Naught will my mind then find
In man's false Heaven my peace to be:
All blind, and blind.
THE CAGE
Why did you flutter in vain hope, poor bird,
Hard-pressed in your small cage of clay?
'Twas but a sweet, false echo that you heard,
Caught only a feint of day.
Still is the night all dark, a homeless dark.
Burn yet the unanswering stars. And silence brings
The same sea's desolate surge—sans bound or mark—
Of all your wanderings.
Fret now no more; be still. Those steadfast eyes,
Those folded hands, they cannot set you free;
Only with beauty wake wild memories—
Sorrow for where you are, for where you would be.
THE REVENANT
O all ye fair ladies with your colours and your graces,
And your eyes clear in flame of candle and hearth,
Toward the dark of this old window lift not up your smiling faces,
Where a Shade stands forlorn from the cold of the earth.
God knows I could not rest for one I still was thinking of;
Like a rose sheathed in beauty her spirit was to me;
Now out of unforgottenness a bitter draught I'm drinking of,
'Tis sad of such beauty unremembered to be.

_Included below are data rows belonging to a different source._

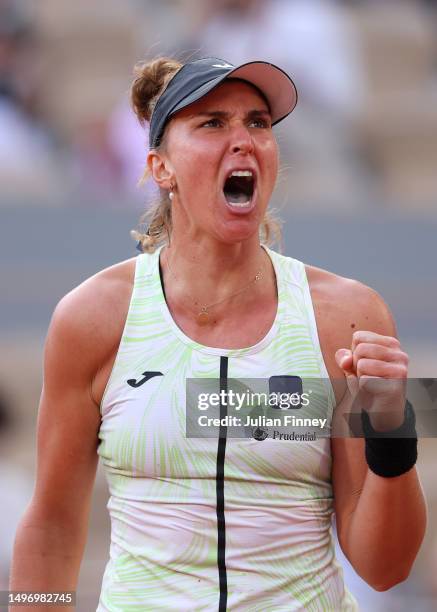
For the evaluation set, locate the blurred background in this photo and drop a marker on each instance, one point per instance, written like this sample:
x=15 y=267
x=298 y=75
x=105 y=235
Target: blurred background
x=357 y=189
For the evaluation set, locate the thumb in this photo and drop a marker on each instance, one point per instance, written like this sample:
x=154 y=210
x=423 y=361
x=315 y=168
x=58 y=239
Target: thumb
x=344 y=360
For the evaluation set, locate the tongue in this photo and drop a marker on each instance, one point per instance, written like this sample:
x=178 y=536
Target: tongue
x=236 y=198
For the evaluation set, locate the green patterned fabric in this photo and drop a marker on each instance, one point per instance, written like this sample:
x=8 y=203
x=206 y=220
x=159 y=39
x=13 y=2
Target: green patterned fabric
x=277 y=494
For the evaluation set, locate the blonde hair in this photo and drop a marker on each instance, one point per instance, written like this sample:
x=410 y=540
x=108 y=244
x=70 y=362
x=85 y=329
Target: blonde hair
x=151 y=79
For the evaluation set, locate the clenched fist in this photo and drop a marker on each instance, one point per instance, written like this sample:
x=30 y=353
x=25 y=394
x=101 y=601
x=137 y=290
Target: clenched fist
x=376 y=371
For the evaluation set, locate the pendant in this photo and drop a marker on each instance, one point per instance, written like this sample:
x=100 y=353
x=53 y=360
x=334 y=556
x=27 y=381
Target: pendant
x=203 y=317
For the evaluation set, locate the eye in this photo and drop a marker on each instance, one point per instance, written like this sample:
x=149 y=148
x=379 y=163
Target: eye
x=214 y=122
x=261 y=123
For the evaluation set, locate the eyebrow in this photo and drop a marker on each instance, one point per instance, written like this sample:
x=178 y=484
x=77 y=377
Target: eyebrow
x=225 y=115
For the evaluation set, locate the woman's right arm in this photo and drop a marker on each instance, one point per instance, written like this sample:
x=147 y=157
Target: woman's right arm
x=51 y=536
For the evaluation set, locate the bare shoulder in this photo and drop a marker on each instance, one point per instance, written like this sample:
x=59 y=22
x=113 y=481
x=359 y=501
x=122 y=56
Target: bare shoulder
x=89 y=320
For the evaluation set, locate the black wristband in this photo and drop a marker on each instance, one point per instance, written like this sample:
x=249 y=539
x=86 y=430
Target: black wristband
x=391 y=453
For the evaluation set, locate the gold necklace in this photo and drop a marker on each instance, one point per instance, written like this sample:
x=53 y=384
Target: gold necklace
x=203 y=315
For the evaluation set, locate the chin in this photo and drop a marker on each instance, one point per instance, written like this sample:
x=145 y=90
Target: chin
x=237 y=230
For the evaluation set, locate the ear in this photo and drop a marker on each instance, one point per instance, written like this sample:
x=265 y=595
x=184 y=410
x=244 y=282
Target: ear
x=160 y=169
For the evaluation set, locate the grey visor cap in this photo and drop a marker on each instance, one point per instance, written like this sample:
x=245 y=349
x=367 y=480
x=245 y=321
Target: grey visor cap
x=196 y=79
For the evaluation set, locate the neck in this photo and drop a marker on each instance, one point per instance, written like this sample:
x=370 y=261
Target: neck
x=207 y=273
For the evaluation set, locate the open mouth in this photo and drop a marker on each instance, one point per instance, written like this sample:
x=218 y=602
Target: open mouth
x=239 y=188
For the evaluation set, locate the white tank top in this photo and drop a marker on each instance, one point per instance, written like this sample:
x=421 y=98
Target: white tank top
x=214 y=524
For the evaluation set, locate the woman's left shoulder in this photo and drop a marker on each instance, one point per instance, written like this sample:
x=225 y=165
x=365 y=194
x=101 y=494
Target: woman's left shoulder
x=344 y=305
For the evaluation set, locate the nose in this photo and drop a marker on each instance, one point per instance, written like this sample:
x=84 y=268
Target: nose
x=241 y=140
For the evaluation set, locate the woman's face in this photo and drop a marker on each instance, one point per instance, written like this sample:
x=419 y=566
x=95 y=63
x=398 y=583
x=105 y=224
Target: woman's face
x=221 y=154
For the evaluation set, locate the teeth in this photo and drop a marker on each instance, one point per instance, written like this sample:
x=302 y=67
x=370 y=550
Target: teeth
x=242 y=173
x=240 y=204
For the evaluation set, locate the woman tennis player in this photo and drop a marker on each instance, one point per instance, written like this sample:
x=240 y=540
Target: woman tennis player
x=218 y=523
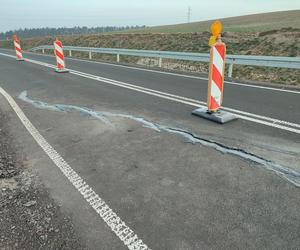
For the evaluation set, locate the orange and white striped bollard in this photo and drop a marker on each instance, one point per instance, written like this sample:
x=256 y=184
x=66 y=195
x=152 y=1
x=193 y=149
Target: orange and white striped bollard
x=216 y=76
x=60 y=58
x=19 y=56
x=215 y=80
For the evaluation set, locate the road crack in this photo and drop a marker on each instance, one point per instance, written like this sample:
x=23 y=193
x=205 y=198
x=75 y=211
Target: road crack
x=283 y=171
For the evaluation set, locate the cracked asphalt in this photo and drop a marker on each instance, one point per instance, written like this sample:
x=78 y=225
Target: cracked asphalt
x=172 y=193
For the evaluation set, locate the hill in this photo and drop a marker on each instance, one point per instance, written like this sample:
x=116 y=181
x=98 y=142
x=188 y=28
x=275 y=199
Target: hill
x=248 y=23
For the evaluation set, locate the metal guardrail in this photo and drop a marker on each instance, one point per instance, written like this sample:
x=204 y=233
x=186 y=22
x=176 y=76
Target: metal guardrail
x=262 y=61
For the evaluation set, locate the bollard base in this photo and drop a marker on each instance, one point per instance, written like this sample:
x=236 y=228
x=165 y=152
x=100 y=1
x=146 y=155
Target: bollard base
x=219 y=117
x=61 y=70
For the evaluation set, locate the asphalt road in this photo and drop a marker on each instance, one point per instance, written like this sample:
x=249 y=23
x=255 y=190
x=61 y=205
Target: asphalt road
x=173 y=194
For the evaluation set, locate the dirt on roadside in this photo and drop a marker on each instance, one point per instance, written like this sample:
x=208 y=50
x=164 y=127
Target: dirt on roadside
x=29 y=218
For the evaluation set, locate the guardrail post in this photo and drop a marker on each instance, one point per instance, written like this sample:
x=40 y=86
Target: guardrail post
x=160 y=62
x=230 y=70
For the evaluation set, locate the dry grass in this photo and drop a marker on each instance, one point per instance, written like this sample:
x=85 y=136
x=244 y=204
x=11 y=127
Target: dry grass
x=248 y=23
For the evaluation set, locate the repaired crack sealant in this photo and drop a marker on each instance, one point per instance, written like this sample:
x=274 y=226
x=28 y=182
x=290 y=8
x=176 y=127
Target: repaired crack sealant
x=285 y=172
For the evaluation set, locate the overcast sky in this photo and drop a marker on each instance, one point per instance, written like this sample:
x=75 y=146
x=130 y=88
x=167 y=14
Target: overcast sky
x=17 y=14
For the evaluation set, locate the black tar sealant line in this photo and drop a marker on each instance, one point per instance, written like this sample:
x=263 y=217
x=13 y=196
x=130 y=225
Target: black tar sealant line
x=285 y=172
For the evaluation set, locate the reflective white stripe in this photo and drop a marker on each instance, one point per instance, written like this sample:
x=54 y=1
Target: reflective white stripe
x=58 y=48
x=17 y=45
x=218 y=61
x=216 y=93
x=18 y=53
x=60 y=61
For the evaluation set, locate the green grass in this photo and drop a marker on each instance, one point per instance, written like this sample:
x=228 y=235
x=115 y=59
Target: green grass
x=248 y=23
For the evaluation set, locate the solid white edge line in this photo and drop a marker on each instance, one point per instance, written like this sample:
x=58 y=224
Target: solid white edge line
x=174 y=74
x=274 y=122
x=124 y=233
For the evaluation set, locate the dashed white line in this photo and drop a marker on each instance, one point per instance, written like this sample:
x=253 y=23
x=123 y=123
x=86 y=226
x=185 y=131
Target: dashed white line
x=125 y=234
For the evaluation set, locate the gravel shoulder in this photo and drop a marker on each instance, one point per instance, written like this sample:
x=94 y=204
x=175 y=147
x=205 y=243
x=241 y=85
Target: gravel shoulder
x=29 y=217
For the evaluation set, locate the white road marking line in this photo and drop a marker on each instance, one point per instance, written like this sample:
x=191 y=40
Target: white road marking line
x=175 y=74
x=268 y=121
x=125 y=234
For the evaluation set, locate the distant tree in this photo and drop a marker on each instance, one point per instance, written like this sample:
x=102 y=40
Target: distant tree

Men all all shades, O Woman.—Winds wist not of the way they blow.
Apart from your kindness, life's at best but a snare.
Though a tongue now past praise this bitter thing doth say, I know
What solitude means, and how, homeless, I fare.
Strange, strange, are ye all—except in beauty shared with her—
Since I seek one I loved, yet was faithless to in death.
Not life enough I heaped, so thus my heart must fare with her,
Now wrapt in the gross clay, bereft of life's breath.